Par courrier du 25 mars 2025, Madame [T] a saisi le pôle social du tribunal judiciaire d’un recours à l’encontre de la décision de refus du 15 janvier 2025 de la Commission de recours amiable de la CAF 22 de sa demande d’obtenir la qualité d’allocataire principal pour ses enfants en garde partagée avec Monsieur [Y].
L’affaire a été convoquée à l’audience du 11 septembre 2025 et à cette date Monsieur [Y] père des mineurs a été appelé à la cause.
Vu l’article 455 du Code de procédure civile.
Au terme des ses écritures du 8 septembre 2025, Madame [T] demande au tribunal de :
— Confirmer Madame [T] quant à sa demande d’annulation de sa signature apposée sur un imprimé le 28 octobre 2021, donc annuler la décision de la commission de recours amiable.
— Nommer Madame [T] comme récipiendaire des autres allocations, et ne pas faire d’alternance.
— Condamner la CAF à payer à Madame [T] la somme de 100 € au titre de l’article 700 du code de procédure civile.
— Condamner Monsieur [Y] à payer à Madame [T] la somme de 1000 € au titre de l’article 700 du code de procédure civile et de l’article 1240 du Code civil pour préjudice moral sur le non-paiement de la moitié des autres allocations et sur les agressions liées à ce non-paiement s’il succombe à l’instance.
La CAF des Côtes d’Armor a conclu le 19 août 2025 demandant au tribunal de :
— dire et juger bien fondée la décision de la CAF au regard des éléments en sa possession,
— confirmer la décision de la commission de recours amiable,
— débouter Madame [T] de sa demande d’annulation de sa signature apposée sur un imprimé le 4 novembre 2021
— déterminer s’il y a lieu d’alterner la qualité d’allocataire unique et sa périodicité,
— condamner Madame [T] à lui payer la somme de 100 € en application de l’article 700 du code de procédure civile,
— condamner Monsieur [Y] à lui payer la somme de 100 € en application de l’article 700 du code de procédure civile.
Monsieur [Y] a conclu le 5 septembre 2025 en formant les demandes suivantes :
— Dire et juger bien fondée la décision de la caisse d’allocations familiales au regard des éléments en sa possession.
— Confirmer la décision de la commission de recours amiable qui a statué au regard des éléments en sa possession.

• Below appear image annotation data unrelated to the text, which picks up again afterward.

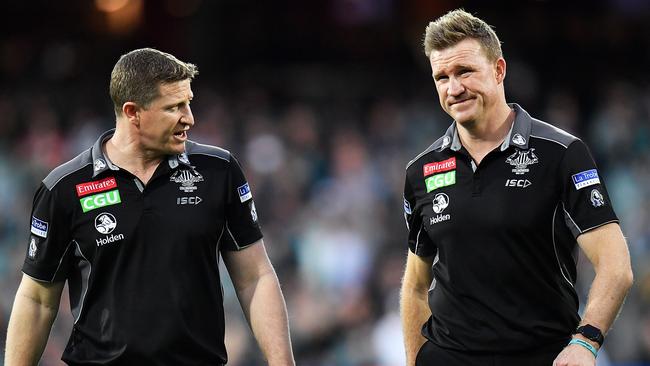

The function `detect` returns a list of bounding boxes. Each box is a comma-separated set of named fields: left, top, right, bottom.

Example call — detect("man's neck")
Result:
left=103, top=128, right=164, bottom=184
left=456, top=104, right=515, bottom=164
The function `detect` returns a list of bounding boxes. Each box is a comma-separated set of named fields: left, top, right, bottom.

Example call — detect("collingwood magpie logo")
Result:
left=591, top=189, right=605, bottom=207
left=429, top=193, right=451, bottom=225
left=95, top=212, right=124, bottom=247
left=28, top=238, right=38, bottom=259
left=169, top=169, right=203, bottom=193
left=95, top=212, right=117, bottom=234
left=506, top=149, right=539, bottom=174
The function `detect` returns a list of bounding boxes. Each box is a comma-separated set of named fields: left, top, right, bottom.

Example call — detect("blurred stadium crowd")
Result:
left=0, top=0, right=650, bottom=366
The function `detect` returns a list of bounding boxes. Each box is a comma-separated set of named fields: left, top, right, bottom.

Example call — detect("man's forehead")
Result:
left=158, top=79, right=193, bottom=97
left=429, top=39, right=487, bottom=69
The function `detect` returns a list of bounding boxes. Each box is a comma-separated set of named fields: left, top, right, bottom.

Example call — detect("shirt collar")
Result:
left=438, top=103, right=532, bottom=151
left=92, top=128, right=193, bottom=178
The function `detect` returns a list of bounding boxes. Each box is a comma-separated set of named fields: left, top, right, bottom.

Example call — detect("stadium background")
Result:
left=0, top=0, right=650, bottom=366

— Débouter Madame [T] de sa demande d’annulation de sa signature apposée sur un imprimé daté du 2 novembre 2021, document lié au dossier complet de la convention de divorce.
— Confirmer la désignation actuelle de Monsieur [Y] comme allocataire principal.
— Condamner Madame [T] à lui payer la somme de 100 € au titre de l’article 700 du code de procédure civile ayant dû prendre une demi-journée de RTT et engager des frais de transport pour se rendre à [Localité 1] en voiture.
EXPOSE DES MOTIFS :
Il résulte des conclusions de la CAF 22 non contredites sur ce point par les parents, l’historique factuel suivant :
Le dossier des prestations familiales est affilié à la CAF des Côtes-d’Armor depuis mai 2021, et été auparavant affilié à la CAF des Yvelines.
Le 14 octobre 2021 Monsieur [Y], allocataire sur le dossier a déclaré un changement de situation familiale ayant indiqué être séparé depuis le 6 octobre 2021 et que les enfants étaient en résidence alternée. Un formulaire de déclaration et choix des parents d’enfants en résidence alternée a été reçu par la [Etablissement 1] en novembre 2021, quant au partage des allocations familialles et la désignation de Monsieur [Y] comme allocataire principal pour les autres prestations. Madame [T] étant allocataire pour une demi-part d’allocations familiales du chef de ses enfants à compter de novembre 2021.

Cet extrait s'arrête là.